Casey subtly removed a tranq gun disquised as a pen from his back pocket, and fired a tranq dart into Jeff's leg. Jeff swayed, then fell face first to the floor, eliciting groans from the crowd.

Morgan blurted out. "Timberrrr!"

Chuck's jaws dropped. "How...did…"

Casey shrugged. "Some can't hold their liquor. Jeff can't hold his Twinkies."

Chuck rolled his eyes. Ever a man of his word, he removed $50 from his wallet, and handed it to Casey. "Guess not. Don't spend it all in one place."

Casey grinned. "Pleasure doing business with you, Bartowski. I'm not unreasonable. I'll subtract 50 bucks from what you owe me for the Crown Vic."

Chuck sighed. "That's not fair. It was either us, or your car. Us, is more important, wouldn't you agree?"

Casey muttered. "I loved that car."

Chuck shook his head and returned to work. Casey acted like he was helping Jeff, and removed the dart from Jeff's leg. He rolled him over so he wouldn't choke on his own vomit.

Casey slapped Jeff across the cheeks a couple of times. "Always wanted to do that. Enjoy the hangover, numb nuts."

Casey headed toward the locker room, and sighed when he saw Sarah leaning against the secret entrance to Castle, hands on hips, tapping her foot. Casey knew he had been caught red-handed.

Sarah seethed. "That was low, Casey!"

Casey rolled his eyes and handed Sarah the money. "I was planning on giving it back. Just having a little fun."

Sarah snatched the money from Casey's hands. "Do you want to be the one explaining why you blew your cover over a stupid bet? Beckman would assign you to Antarctica, if you're lucky."

Casey grunted annoyed.

Sarah stopped at the door, speaking over her shoulder. "In exchange for my silence, I want a little privacy with Chuck tonight. No bad guys, no cover, and no annoying friends. I need Chuck's opinion on an article of clothing from Victoria's Secret I have been saving for Chuck's eyes only. Today is Chuck's birthday, and he can unwrap me."

Sarah's smile faded to a deadly scowl. "I have needs!

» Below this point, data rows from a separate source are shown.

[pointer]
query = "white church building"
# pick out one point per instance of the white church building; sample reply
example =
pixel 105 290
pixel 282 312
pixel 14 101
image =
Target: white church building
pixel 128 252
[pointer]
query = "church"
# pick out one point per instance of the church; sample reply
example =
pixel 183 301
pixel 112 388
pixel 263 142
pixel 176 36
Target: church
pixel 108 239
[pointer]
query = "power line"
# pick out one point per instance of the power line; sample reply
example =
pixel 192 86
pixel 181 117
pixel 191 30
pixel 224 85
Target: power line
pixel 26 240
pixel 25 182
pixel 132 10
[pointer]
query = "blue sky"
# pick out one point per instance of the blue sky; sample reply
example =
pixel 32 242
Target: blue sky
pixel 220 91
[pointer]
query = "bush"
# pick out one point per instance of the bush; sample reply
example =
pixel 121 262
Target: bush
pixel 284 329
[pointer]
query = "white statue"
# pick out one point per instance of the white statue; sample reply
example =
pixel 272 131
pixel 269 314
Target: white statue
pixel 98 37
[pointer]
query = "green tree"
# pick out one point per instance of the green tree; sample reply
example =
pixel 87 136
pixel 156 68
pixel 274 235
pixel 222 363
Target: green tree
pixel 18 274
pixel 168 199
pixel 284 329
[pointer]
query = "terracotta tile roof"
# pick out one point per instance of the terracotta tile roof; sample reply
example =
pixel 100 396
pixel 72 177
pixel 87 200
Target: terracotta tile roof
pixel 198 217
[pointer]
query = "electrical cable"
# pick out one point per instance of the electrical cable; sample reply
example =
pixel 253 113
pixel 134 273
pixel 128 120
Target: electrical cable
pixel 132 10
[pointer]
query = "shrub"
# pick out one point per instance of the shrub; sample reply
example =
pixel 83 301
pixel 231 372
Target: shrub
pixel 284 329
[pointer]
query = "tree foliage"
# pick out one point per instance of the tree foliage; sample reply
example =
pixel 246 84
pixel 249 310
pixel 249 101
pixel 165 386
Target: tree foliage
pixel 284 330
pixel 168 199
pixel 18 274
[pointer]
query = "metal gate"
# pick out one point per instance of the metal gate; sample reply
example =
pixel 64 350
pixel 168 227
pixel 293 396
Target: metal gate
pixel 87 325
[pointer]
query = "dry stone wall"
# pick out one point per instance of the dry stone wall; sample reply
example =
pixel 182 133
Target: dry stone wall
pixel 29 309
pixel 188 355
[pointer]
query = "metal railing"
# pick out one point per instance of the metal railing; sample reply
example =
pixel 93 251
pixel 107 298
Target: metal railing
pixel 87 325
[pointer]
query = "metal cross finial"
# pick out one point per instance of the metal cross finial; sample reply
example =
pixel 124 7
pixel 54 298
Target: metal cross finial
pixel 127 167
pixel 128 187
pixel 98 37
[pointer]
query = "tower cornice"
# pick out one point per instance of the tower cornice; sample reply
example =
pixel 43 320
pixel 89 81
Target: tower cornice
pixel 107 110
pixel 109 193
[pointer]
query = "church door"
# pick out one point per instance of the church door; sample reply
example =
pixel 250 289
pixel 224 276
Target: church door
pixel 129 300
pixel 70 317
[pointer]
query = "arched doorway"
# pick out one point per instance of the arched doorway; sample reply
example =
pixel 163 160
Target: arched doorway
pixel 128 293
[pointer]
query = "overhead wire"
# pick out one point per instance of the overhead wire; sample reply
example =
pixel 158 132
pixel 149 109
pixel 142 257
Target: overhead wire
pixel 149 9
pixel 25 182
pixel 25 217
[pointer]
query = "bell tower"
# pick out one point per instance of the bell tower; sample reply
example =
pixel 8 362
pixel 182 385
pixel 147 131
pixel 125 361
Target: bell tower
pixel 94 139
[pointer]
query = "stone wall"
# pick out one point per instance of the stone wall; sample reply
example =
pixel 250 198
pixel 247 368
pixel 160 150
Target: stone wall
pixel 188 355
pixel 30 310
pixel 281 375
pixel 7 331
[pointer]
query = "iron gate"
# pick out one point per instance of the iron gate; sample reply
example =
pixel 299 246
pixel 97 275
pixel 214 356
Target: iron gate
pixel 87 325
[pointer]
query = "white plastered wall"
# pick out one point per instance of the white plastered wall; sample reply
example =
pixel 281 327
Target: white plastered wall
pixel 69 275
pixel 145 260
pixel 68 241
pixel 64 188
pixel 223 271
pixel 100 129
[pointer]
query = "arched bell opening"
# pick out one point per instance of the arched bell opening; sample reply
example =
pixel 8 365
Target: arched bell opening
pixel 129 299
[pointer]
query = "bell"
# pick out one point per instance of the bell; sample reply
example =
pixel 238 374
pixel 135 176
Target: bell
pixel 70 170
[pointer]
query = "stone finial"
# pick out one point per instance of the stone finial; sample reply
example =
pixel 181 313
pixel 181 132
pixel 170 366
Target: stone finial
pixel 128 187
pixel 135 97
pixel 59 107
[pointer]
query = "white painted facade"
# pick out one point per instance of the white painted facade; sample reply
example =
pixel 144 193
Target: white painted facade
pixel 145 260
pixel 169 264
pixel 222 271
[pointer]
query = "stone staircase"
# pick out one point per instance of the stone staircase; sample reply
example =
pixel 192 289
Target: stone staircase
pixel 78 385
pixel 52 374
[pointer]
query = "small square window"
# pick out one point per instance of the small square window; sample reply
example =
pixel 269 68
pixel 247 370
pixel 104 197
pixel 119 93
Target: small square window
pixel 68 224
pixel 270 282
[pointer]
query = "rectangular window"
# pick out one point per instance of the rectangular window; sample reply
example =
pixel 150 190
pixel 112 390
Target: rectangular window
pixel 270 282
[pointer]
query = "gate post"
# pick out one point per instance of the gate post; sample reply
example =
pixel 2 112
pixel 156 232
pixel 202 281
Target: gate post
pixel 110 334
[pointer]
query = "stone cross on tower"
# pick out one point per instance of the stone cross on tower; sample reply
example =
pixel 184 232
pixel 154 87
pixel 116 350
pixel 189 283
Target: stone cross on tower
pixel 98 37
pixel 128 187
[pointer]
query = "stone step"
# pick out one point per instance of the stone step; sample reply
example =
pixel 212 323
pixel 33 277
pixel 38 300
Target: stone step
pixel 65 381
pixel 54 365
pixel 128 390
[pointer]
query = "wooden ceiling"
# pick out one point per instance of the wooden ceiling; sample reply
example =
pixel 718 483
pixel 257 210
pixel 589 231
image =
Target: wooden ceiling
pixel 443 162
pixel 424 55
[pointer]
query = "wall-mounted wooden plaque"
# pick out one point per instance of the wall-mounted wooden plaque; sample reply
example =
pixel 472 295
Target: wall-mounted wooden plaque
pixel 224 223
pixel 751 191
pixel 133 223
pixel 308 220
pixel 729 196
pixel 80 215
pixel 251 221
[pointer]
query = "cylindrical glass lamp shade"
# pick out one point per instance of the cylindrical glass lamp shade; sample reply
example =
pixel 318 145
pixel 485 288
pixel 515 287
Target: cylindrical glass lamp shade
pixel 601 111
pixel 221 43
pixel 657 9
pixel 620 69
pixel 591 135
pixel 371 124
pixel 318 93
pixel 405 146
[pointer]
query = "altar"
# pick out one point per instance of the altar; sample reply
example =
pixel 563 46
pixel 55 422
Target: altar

Beckman and the CIA can take protocol, and shove it straight up their asses! Chuck is my man! This 'will they, won't they' horse crap ends tonight, one way or the other!"

Casey scowled. "Fine."

Like flipping a switch, Sarah's smile returned. "Good. By the way, I agree with your assessment. Morgan is a human trash compactor."

Sarah turned, making eye contact with Casey. "Your mission is to keep Morgan away from Chuck's apartment. Ellie and Awesome are pulling double shifts. I don't want any interruptions. Got it?"

Casey nodded. "Done. Anything else on the blackmail list, while we're at it?"

Sarah shrugged. "Nope. That'll do."

Sarah removed a knife from behind her back, pointing the blade at Casey. "If anyone…and I mean anyone, crashes my date with Chuck tonight, the unlucky sonofabitch will be removing this from their scrotum!"

Sarah took out her phone, snapped her best sexy selfie, and sent it to Chuck before skipping back to Castle's entrance.

Casey smiled sadistically. "You didn't say how to keep the idiot away."

Sarah popped her head through the entrance. "Whatever you're thinking, Morgan lives. I don't want Chuck upset."

Sarah disappeared. Casey grunted angrily, then smiled. "Don't worry. He'll live."

"Lots of people live with broken limbs."